At this point, security researchers began taking a deeper dive into the world of medical device security and what they discovered, and continue to discover, was grim. The late Barnaby Jack discovered that he could dramatically increase the distance required to attack an insulin pump. Security researcher Billy Rios discovered he could hack and exploit a hospital management system that connected to multiple devices. Members of my own organization, Codenomicon Ltd., discovered that entire networks of patient monitors could be rendered non-operational by merely injecting a few malicious packets into a wireless network through a process known as fuzzing. These and other researchers discovered that malicious code could be introduced to networks of devices that could significantly alter, damage, and control devices both inside a patient and on a hospital network. This was the discovery of “digital pathogens”.
This means that the human body is no longer only susceptible to carbon-based pathogens, or natural causes. The human body is now susceptible to damage via malicious computer code. Imagine a patient that comes into an emergency room with an insulin pump who has overdosed on insulin. If the overdose was caused by a malicious attacker forcing the pump to deliver a lethal dose of insulin, how would an emergency physician know? If there were multiple similar deaths in rapid succession, would the emergency physician be able to accurately determine the root cause and report it to law enforcement? What if a pacemaker (or other implanted device) was malfunctioning because rogue malicious code had accessed the device?
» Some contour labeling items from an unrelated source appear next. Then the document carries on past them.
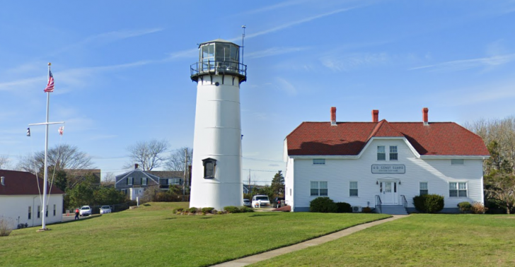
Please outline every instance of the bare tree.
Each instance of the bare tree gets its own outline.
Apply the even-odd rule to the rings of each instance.
[[[104,177],[103,181],[102,181],[100,183],[102,185],[114,185],[116,182],[116,177],[115,177],[115,174],[112,172],[108,172],[105,174],[105,176]]]
[[[138,142],[127,148],[131,162],[127,162],[124,167],[128,169],[134,163],[138,163],[144,171],[152,170],[161,166],[161,162],[166,160],[162,154],[168,148],[168,142],[164,139]]]
[[[49,166],[56,166],[59,170],[83,170],[93,168],[91,157],[80,151],[75,146],[68,144],[57,145],[48,150]],[[35,174],[42,169],[45,165],[45,151],[38,151],[32,156],[30,154],[23,156],[16,165],[16,170]]]
[[[6,155],[0,155],[0,170],[8,170],[10,168],[9,157]]]
[[[184,162],[186,153],[185,150],[187,149],[187,165],[191,165],[193,158],[193,149],[183,146],[177,148],[170,153],[166,162],[165,162],[165,169],[170,171],[181,171],[184,172]]]

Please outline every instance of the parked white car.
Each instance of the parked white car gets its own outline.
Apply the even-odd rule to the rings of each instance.
[[[111,213],[111,207],[104,205],[100,207],[100,214],[104,213]]]
[[[91,215],[91,208],[89,206],[83,206],[79,210],[79,215],[81,216],[89,216]]]
[[[256,195],[252,198],[252,206],[253,208],[270,207],[270,200],[268,196]]]

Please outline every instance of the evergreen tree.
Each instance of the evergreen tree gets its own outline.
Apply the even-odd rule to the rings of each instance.
[[[282,171],[277,172],[272,179],[272,190],[276,196],[284,196],[284,177]]]

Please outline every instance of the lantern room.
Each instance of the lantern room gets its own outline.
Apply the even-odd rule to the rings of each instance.
[[[222,39],[199,44],[199,61],[191,65],[192,81],[198,82],[205,75],[231,75],[241,83],[246,74],[247,66],[240,63],[239,45]]]

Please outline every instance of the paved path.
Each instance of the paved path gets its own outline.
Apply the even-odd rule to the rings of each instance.
[[[388,219],[376,220],[371,222],[364,223],[359,225],[353,226],[347,229],[344,229],[341,231],[334,232],[328,235],[317,237],[311,240],[305,241],[301,243],[296,244],[289,247],[284,247],[280,249],[271,250],[270,251],[264,252],[260,254],[256,254],[249,256],[248,257],[238,259],[231,261],[224,262],[223,263],[214,265],[213,267],[240,267],[245,266],[247,265],[255,263],[258,261],[265,261],[266,259],[272,259],[273,257],[286,254],[297,250],[303,249],[310,247],[317,246],[320,244],[326,243],[330,241],[337,239],[338,238],[343,237],[346,235],[353,234],[356,232],[361,231],[372,226],[381,225],[381,223],[391,222],[392,220],[397,220],[401,218],[407,217],[407,215],[393,215],[392,218]]]

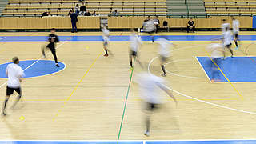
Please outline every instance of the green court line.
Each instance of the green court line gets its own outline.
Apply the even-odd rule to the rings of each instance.
[[[135,60],[136,60],[136,57],[134,58],[134,65],[133,65],[133,66],[134,66],[134,70]],[[121,124],[120,124],[120,129],[119,129],[118,141],[119,141],[119,139],[120,139],[121,130],[122,130],[122,123],[123,123],[123,119],[124,119],[125,114],[126,114],[126,106],[127,106],[127,100],[128,100],[128,95],[129,95],[129,92],[130,92],[131,79],[132,79],[132,78],[133,78],[134,70],[131,70],[131,72],[130,72],[130,82],[129,82],[129,86],[128,86],[128,90],[127,90],[127,94],[126,94],[126,103],[125,103],[125,106],[124,106],[123,110],[122,110],[122,121],[121,121]]]

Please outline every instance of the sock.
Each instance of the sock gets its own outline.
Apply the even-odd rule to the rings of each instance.
[[[130,61],[130,67],[133,67],[133,61]]]
[[[163,71],[163,74],[166,74],[166,69],[165,69],[165,66],[163,65],[161,65],[161,68]]]
[[[237,47],[238,47],[238,41],[234,41],[234,43],[235,43],[235,46],[236,46]]]
[[[146,132],[150,132],[150,118],[146,118]]]
[[[8,102],[8,100],[9,100],[9,98],[6,98],[6,99],[5,100],[5,102],[4,102],[4,106],[3,106],[3,112],[5,111],[6,110],[6,105],[7,105],[7,102]]]

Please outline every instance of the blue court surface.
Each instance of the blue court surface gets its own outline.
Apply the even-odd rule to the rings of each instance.
[[[221,82],[256,82],[256,57],[228,57],[226,59],[214,59],[209,57],[197,57],[207,77]],[[225,76],[226,77],[225,77]]]
[[[6,74],[6,69],[9,63],[0,65],[0,78],[7,78]],[[26,60],[20,61],[19,66],[24,71],[24,78],[39,77],[57,73],[65,69],[66,65],[62,62],[58,62],[60,67],[55,66],[54,61],[50,60]]]
[[[143,144],[142,141],[106,141],[106,142],[82,142],[82,141],[0,141],[0,144]]]
[[[219,35],[164,35],[154,36],[154,39],[166,38],[170,41],[212,41],[220,39]],[[150,36],[142,36],[142,41],[151,41]],[[256,35],[241,35],[241,41],[256,40]],[[102,36],[59,36],[60,41],[102,41]],[[0,42],[42,42],[46,36],[0,36]],[[110,41],[129,41],[130,36],[110,36]]]

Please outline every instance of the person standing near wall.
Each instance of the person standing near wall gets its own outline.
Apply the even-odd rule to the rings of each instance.
[[[72,10],[71,12],[70,18],[71,18],[71,24],[72,24],[71,33],[76,33],[78,32],[78,30],[77,30],[78,15],[76,13],[74,13],[74,10]]]

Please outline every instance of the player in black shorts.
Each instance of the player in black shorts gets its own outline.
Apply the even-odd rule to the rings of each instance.
[[[19,59],[18,57],[13,58],[13,63],[10,63],[6,67],[6,75],[8,77],[7,87],[6,87],[6,97],[4,101],[2,114],[6,116],[6,108],[10,95],[14,91],[18,94],[18,97],[15,101],[12,107],[14,107],[18,101],[22,98],[21,82],[22,78],[25,76],[22,69],[18,66]]]
[[[56,32],[55,29],[52,29],[50,32],[51,34],[49,34],[49,38],[48,38],[48,42],[50,42],[50,43],[46,46],[46,48],[48,48],[50,50],[53,56],[54,57],[55,65],[57,67],[59,67],[58,64],[58,58],[57,58],[56,49],[55,49],[55,43],[59,42],[59,39],[58,38],[58,35],[55,34],[55,32]],[[46,57],[45,49],[42,49],[42,55]]]

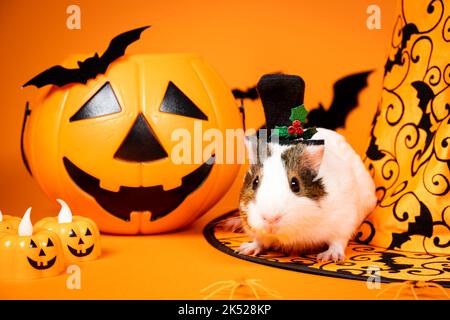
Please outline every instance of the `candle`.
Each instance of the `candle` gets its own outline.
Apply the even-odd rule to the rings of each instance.
[[[20,218],[4,215],[0,210],[0,233],[16,232],[19,228]]]
[[[70,263],[97,259],[101,255],[101,244],[95,222],[73,216],[65,201],[56,201],[61,205],[58,216],[42,219],[36,224],[36,229],[56,232],[61,239],[65,259]]]

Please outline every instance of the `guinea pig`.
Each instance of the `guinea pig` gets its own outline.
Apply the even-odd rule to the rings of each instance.
[[[319,261],[345,259],[348,241],[376,206],[375,185],[342,135],[318,128],[314,139],[324,144],[265,143],[267,152],[261,152],[261,144],[247,142],[252,161],[239,211],[241,227],[252,241],[238,253],[323,248]]]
How would an emergency physician diagnose and treat such events?
The US Secret Service prepared for such issues when Dick Cheney was Vice President of the United States. He required an implanted cardiac device and the wireless functionality was purposely disabled on his device in order to prevent wireless attacks. This, however, is only one known example of measures taken to prevent medical cybersecurity attacks and serves as evidence that some are taking the issue quite seriously. Medical cybersecurity could affect both patients who have implanted or body-worn devices and most networked health care equipment with external communication.
I hope this has been eye opening to you, as a reader, and especially if you are an emergency physician. I do not know what the solution is to these new challenges, but raising awareness is a good first step. I have reached out to some of my colleagues in hope that they will contribute some articles as well, and keep in mind that there is a community of researchers, device manufacturers, regulators, and health care professionals working to resolve these issues. What we can truly use is some insight from emergency workers.
We thank Mike Ahmadi and his colleagues for their intense work on this issue. It is important that the medical community, especially Emergency Physicians, become more aware of this fascinating and terrifying topic. It is hoped that this increase awareness will allow the impact of these cybersecurity attacks to be minimized and more quickly recognized. Ultimately, we intend to prevent these attacks. It is likely that Emergency Physicians will be the first to encounter this new “cyber” etiology. Our next issue of the the JFSEM will have the next part of this series on cyber pathogens and weaponization of medical devices.